Die Frau an der Spitze der Intervention Region Süd

Nadine Inderbitzin hat an der Professionalisierung der Intervention SBB mitgewirkt. Heute ist sie Leiterin der Intervention Region Süd und steht an der Spitze von 110 überwiegend männlichen Mitarbeitenden. Dank ihrem Entdeckungsdrang hat sie die herrschenden Geschlechterklischees überwunden.

Bei einem Ereignis auf dem Schienennetz steigt Nadine Inderbitzin nicht in den Lösch- und Rettungszug (LRZ), sondern nimmt vom Büro oder Notfallstab aus telefonischen Kontakt mit den Beteiligten auf. So gibt sie die nötigen Anweisungen, damit der Einsatz bestmöglich abläuft. Nadine nennt ein Beispiel: «Als bei einem Unwetter ein Zug in einem Erdrutsch auf der Strecke zwischen Cadenazzo und Luino stecken blieb, musste der beschädigte Zug nach der Evakuierung der Reisenden sicher geborgen werden. Wegen der instabilen Lage und der Gefahr weiterer Erdrutsche beurteilten wir zunächst die geologische Situation und inspizierten den Einsatzort via Helikopter, bevor wir entschieden, wann und wie die Bergung durchzuführen ist.»

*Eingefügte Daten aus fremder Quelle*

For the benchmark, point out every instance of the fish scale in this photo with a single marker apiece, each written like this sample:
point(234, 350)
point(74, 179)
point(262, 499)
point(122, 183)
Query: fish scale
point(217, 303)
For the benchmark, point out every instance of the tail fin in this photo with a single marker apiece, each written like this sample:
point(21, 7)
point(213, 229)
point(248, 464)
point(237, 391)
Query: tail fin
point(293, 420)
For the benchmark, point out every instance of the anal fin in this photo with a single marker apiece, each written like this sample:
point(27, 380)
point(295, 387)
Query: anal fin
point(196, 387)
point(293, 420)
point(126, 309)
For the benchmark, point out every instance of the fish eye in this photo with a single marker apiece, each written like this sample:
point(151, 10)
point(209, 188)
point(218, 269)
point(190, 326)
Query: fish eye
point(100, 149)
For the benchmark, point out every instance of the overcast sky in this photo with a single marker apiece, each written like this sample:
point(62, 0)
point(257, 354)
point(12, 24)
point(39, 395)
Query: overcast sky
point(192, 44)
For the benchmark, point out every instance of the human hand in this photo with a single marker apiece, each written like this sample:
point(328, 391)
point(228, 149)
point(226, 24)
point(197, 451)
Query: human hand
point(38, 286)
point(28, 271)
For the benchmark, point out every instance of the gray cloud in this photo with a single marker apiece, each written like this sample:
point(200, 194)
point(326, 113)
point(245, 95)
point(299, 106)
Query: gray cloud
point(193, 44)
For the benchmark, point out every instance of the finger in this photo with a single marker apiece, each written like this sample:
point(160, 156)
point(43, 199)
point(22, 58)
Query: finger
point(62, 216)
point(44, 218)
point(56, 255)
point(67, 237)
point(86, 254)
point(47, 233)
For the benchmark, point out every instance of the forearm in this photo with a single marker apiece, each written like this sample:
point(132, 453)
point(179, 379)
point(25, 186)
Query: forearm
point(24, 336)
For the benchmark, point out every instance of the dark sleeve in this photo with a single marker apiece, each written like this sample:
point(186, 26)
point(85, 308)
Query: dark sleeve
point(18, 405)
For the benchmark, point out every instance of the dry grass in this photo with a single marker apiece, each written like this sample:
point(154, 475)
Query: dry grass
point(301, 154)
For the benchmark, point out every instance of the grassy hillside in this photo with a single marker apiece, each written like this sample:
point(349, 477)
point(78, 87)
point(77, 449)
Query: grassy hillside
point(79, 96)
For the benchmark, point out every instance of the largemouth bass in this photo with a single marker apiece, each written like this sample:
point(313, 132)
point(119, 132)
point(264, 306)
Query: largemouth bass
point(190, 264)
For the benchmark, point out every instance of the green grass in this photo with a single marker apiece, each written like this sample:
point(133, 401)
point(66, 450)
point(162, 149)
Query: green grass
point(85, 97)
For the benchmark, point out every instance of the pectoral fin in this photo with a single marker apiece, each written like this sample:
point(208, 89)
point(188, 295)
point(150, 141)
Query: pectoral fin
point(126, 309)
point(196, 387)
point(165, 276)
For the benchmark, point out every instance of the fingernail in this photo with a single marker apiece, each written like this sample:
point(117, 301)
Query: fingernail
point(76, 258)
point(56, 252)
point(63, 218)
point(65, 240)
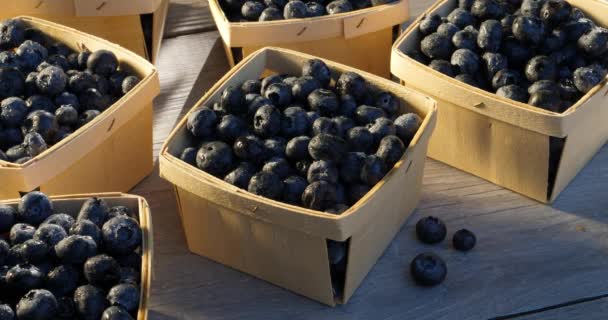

Ein männerdominiertes Umfeld

Es ist an ihr, schwierige Entscheidungen zu treffen und dafür zu sorgen, dass die Einsätze erfolgreich durchgeführt werden, und das in einem männerdominierten Umfeld. «Seit ich bei der Bahn bin, arbeite ich eng mit Teams zusammen, die hauptsächlich aus Männern bestehen, das ist für mich normal. Auch in meiner Führungsfunktion hatte ich nie Probleme oder das Gefühl, diskriminiert zu werden», erklärt sie. Im Übrigen kann sie auf ihre langjährige Erfahrung bauen. Denn Nadine Inderbitzin ist nicht zufällig da, wo sie heute ist. Sie arbeitet seit über 30 Jahren bei der SBB und hat verschiedene Bereiche gesehen. Sie hat von Anfang an zur Neuorganisierung der Intervention beigetragen und seit 2008 aktiv an der Professionalisierung des Bereichs, von der Milizfeuerwehr bis zur Organisation der Intervention, wie wir sie heute kennen, mitgewirkt. «Ich bin Feuerwehrfrau mit Leidenschaft, will helfen, wo ich kann, und bin immer mit dem Herzen dabei – diesen Milizgeist haben wir geerbt und bewahrt», unterstreicht Nadine.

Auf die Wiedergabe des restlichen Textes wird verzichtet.